Here is the code so far that I got working with good help from the experts. It is getting the file from the directory and splitting to create files by first column. However I need to skip the first row since it is has header columns.

#!/bin/bash
#set -x
for i in cliaDir/*
do
  myFile=$i
  echo "$myFile"
  nawk '{
     if (out) close(out)
     out=$1 ".txt"
     print >> out }' "${myFile}"
  mv $i processedDir/
echo "here is the file name $i"
done

Any ideas, I would appreciate.

vgersh99 · July 13, 2009, 12:22pm

#!/bin/bash
#set -x
for i in cliaDir/*
do
  myFile=$i
  echo "$myFile"
  nawk 'FNR>1{
     if (out) close(out)
     out=$1 ".txt"
     print >> out }' "${myFile}"
  mv $i processedDir/
echo "here is the file name $i"
done

khanvader · July 16, 2009, 6:15pm

This is working great for me except that I am not able to move the split files into some other directory.

Within nawk, it splits great by first colulmn but the file is getting saved in the directory where I am running this script from....I would like to send it to some other directory. How can I achieve that?

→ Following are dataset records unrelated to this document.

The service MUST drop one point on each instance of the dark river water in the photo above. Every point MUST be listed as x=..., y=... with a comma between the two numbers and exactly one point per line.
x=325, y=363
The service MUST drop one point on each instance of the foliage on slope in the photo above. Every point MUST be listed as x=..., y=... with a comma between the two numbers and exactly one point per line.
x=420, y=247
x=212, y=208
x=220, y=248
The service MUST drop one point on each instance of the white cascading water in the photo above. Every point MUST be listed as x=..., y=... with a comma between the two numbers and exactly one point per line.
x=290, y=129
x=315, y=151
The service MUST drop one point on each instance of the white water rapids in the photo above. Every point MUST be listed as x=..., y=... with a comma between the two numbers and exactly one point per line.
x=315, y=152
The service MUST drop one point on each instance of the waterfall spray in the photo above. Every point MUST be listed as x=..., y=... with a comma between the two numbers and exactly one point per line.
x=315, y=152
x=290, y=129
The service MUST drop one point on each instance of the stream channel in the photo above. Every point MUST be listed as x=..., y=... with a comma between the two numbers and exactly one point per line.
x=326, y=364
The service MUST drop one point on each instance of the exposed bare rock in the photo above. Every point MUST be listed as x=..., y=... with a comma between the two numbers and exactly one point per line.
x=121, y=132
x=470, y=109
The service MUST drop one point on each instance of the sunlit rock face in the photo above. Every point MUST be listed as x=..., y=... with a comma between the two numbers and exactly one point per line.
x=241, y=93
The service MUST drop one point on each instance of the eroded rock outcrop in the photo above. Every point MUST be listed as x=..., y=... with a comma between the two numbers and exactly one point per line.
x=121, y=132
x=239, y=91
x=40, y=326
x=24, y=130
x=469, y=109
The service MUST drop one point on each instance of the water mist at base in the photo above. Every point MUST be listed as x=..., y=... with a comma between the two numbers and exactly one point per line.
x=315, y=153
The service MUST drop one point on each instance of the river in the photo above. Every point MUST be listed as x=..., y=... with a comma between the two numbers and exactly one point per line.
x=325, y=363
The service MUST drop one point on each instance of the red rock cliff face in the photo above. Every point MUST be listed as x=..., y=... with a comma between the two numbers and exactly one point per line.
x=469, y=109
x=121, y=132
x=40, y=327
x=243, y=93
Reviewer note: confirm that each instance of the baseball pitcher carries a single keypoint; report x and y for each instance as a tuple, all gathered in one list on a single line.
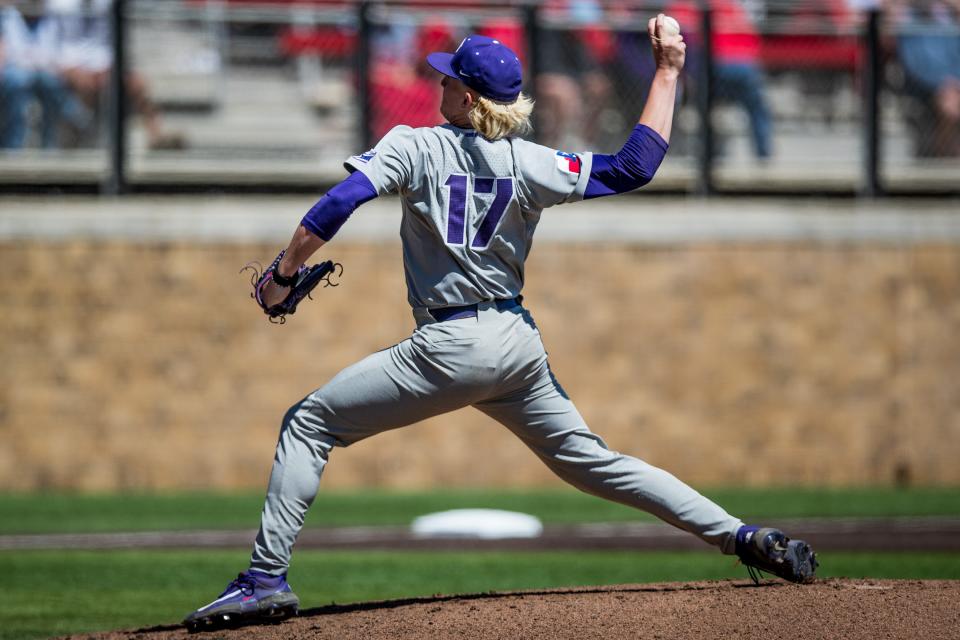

vgersh99 · July 16, 2009, 6:45pm

#!/bin/ksh

targetDir='/path/to/some/other/dir'
for i in cliaDir/*
do
  myFile=$i
  echo "$myFile"
  nawk -v target="${targetDir}" '
     FNR>1{
     if (out) close(out)
     out=target "/" $1 ".txt"
     print >> out }' "${myFile}"
  mv $i processedDir/
echo "here is the file name $i"
done

khanvader · July 17, 2009, 12:00pm

vgersh99...thanks again for your help...it works great for me now

Ankzz · August 19, 2009, 4:00am

I am new to Unix.. Scripting...
Still as I can suggest, just delete the files which you are confident about that they have been processed already.